Content-aware layout generation is a critical task in graphic design automation, focused on creating visually appealing arrangements of elements that seamlessly blend with a given background image. The variety of real-world applications makes it highly challenging to develop a single model capable of unifying the diverse range of input-constrained generation sub-tasks, such as those conditioned by element types, sizes, or their relationships. Current methods either address only a subset of these tasks or necessitate separate model parameters for different conditions, failing to offer a truly unified solution. In this paper, we propose UniLayDiff: a Unified Diffusion Transformer, that for the first time, addresses various content-aware layout generation tasks with a single, end-to-end trainable model. Specifically, we treat layout constraints as a distinct modality and employ Multi-Modal Diffusion Transformer framework to capture the complex interplay between the background image, layout elements, and diverse constraints. Moreover, we integrate relation constraints through fine-tuning the model with LoRA after pretraining the model on other tasks. Such a schema not only achieves unified conditional generation but also enhances overall layout quality. Extensive experiments demonstrate that UniLayDiff achieves state-of-the-art performance across from unconditional to various conditional generation tasks and, to the best of our knowledge, is the first model to unify the full range of content-aware layout generation tasks.

Paper Structure

This paper contains 16 sections, 13 equations, 8 figures, 15 tables.

Figures (8)

  • Figure 1: Previous models like RALF and LayoutDiT handle different conditional generation tasks with different parameters or only support a part of conditional tasks, whereas our proposed model, UniLayDiff, is able to handle various content-aware conditional generation tasks in a unified diffusion model.
  • Figure 2: Overview of UniLayDiff. (a) Our framework takes inputs including the image $\mathbf{I}$ with its saliency map $\mathbf{S}$, a noisy layout $\mathbf{x}_t$, a partial constraint mask $\mathbf{M}_P$ (sampled from various tasks), and a relation matrix $\mathbf{M}_R$. (b) Features $\mathbf{F}_I$, $\mathbf{F}_L$, and $\mathbf{F}_M$ interact via the dual-path MM-Attention module. (c) Relational constraints are integrated via a block-diagonal relative positional bias (where ${L}_i$ denotes the $i$-th layout element,${M}_i$ the $i$-th mask element, and ${L}_0$ represents the canvas).
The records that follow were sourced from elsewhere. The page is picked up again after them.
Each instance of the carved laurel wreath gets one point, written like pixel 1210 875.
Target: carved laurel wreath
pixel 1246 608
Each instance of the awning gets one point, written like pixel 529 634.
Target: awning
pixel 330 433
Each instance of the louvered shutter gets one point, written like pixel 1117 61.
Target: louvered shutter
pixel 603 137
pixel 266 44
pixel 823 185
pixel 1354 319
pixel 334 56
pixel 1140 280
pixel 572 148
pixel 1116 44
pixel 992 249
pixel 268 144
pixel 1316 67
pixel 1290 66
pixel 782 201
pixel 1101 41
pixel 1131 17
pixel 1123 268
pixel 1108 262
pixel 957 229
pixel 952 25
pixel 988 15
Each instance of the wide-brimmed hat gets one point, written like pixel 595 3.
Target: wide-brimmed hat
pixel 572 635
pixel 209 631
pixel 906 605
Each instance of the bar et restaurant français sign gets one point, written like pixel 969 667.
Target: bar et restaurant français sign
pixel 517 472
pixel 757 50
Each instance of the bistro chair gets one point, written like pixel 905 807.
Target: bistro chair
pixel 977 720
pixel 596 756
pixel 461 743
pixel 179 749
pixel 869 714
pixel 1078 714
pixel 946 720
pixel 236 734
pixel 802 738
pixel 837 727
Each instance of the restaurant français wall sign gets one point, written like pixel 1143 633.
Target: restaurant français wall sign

This relation module, and parts of the mask interaction branch, are activated during the LoRA fine-tuning stage. Our model is first pre-trained on four fundamental tasks (a.2), then fine-tuned for the relation task and enhanced quality. The resulting, fine-tuned model is used for inference on all tasks.
  • Figure 3: Visual comparison with baselines on the PKU annotated test split.
  • Figure 4: Visual ablation study on the relationship injection strategy on the PKU dataset.
  • Figure A: Visual comparison with baselines on the CGL annotated test split.